U.S. Colleges Gradually Increasing Aid to Foreign Students
February 1, 2002
Until recently, foreign students seeking to attend U.S. colleges could expect little in the way of financial assistance from the schools. And with the federal government restricting aid to domestic students, only foreigners with wealthy parents could afford to attend our colleges and universities.
But that is slowly changing.

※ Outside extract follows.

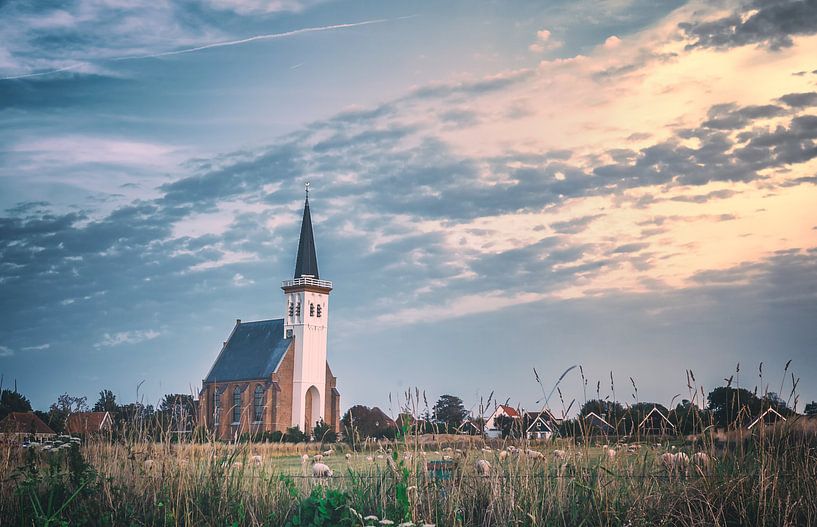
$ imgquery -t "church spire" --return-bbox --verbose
[295,183,320,278]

Colleges are increasingly willing to hand out merit or need-based scholarships to foreigners out of institutional funds.
- Of the more than 250,000 foreign undergraduates in this country, some 8 percent receive financial aid from their institution -- while 81 percent rely on family money.
- That compares with about one-third of U.S. undergraduates getting such aid from their schools.
- U.S. universities have often provided fellowships and other aid to foreign graduate students -- with about 40 percent of the country's 240,000 in this category receiving such help.
- There has long been greater competition to attract graduate students than undergrads.
But now the emphasis is shifting somewhat because U.S. colleges have lost market share of undergraduates in the face of aggressive recruiting by schools in Britain and Australia, and as economic collapses from Asia to Argentina impoverished potential applicants.
While some Americans perceive a misplaced favoritism benefiting foreigners at the expense of domestic students, college administrators point out that the former generally achieve higher grades and graduation rates than their domestic counterparts.